Several times the question has drawn me back to my academy and college notes on the state of the dead, which reminded me one day of George Storrs, a Methodist lay pastor who was labeled a “heretic” for believing that death is little more than a “peaceful pause before the resurrection.”

Storrs, a stocky man with full gray beard and piercing spirit, first “fell out of grace” by asking a question that seemed heretical and even impudent: “What happens to the wicked when they die?”

People did not like his questions. “He believes that when people die they just die! Just lose their minds and hearts and bodies and then slowly rot into dust. That’s so crazy!” A whispering campaign was started against him, and it quickly became so loud that Storrs was forced out of the church.

Church-goers had very strong beliefs about death back then, as is obvious from words carved into cemetery markers.

 “Gone to Jesus.” “Called home.” “Heaven is now a happier place.”

“He gave this baby to us for just three days and then needed her more than we. So, He called, and she returned to grace the halls of heaven.”

 “Seriously, I really want to know what we must believe,” Storrs would say. “If the righteous go directly to the Pearly Gates when they die, then the wicked must go directly to hell. Right? So, the big question is how God knows whether a person is to go up or down, when Jesus Himself said that God does not do the judgment until the end of time.

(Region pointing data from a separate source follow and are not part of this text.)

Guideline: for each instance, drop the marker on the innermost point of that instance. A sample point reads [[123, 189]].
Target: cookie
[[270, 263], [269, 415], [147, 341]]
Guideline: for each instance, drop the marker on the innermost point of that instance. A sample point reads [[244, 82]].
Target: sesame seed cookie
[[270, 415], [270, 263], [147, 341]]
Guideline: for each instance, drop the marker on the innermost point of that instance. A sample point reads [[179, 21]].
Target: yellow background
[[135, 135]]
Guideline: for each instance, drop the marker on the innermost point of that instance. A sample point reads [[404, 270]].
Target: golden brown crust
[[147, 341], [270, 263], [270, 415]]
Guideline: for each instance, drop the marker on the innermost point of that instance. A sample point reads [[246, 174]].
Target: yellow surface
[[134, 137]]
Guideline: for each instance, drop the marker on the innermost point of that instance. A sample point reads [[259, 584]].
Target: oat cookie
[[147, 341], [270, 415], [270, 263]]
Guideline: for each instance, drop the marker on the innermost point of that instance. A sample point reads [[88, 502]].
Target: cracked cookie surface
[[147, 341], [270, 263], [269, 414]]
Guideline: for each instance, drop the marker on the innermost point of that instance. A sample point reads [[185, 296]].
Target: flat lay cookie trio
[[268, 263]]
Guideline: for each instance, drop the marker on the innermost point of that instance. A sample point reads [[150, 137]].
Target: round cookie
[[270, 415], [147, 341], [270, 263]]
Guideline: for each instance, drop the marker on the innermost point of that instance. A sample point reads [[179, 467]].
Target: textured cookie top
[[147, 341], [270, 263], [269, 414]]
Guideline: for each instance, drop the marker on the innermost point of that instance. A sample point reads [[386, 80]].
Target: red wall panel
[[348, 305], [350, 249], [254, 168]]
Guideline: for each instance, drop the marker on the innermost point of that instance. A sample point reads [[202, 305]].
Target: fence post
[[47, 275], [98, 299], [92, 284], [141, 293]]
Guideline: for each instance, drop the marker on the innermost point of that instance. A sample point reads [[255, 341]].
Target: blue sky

“And, furthermore, what about that verse in Ecclesiastes where it says, ‘The dead don’t know anything?’”

His questions got the young Adventists to studying and asking their own set of questions.

“Where do the wicked go when they die?”

“What would happen if God took someone straight home to heaven and then in the final judgment found that person didn’t pass the final test?”

“What happens to the souls God takes to heaven when it’s time for them to go back into the grave so He can resurrect them at the Second Coming?”

These were faith-challenging questions in the mid-1800s. Questions that could get you tossed from most churches. Questions that led to biblical answers for the Seventh-day Adventists.

“People stay dead ’til the Second Coming when a blast from God’s bugle will burst them from their graves — to either a life of eternal joy with Jesus or to a second death that will separate them from Jesus forever. I guess that would really be hell!” my well-worn Adventist uncle used to say while thumping his Bible.

My Bible is quite clear. Unless you’re Jesus, Enoch, Moses or Elijah, when you’re dead you’re dead. Your heart stops beating. Your mind stops working. You enter into the time of peaceful pause before the resurrection.

Thanks, Pastor Storrs, for helping us ask the right questions.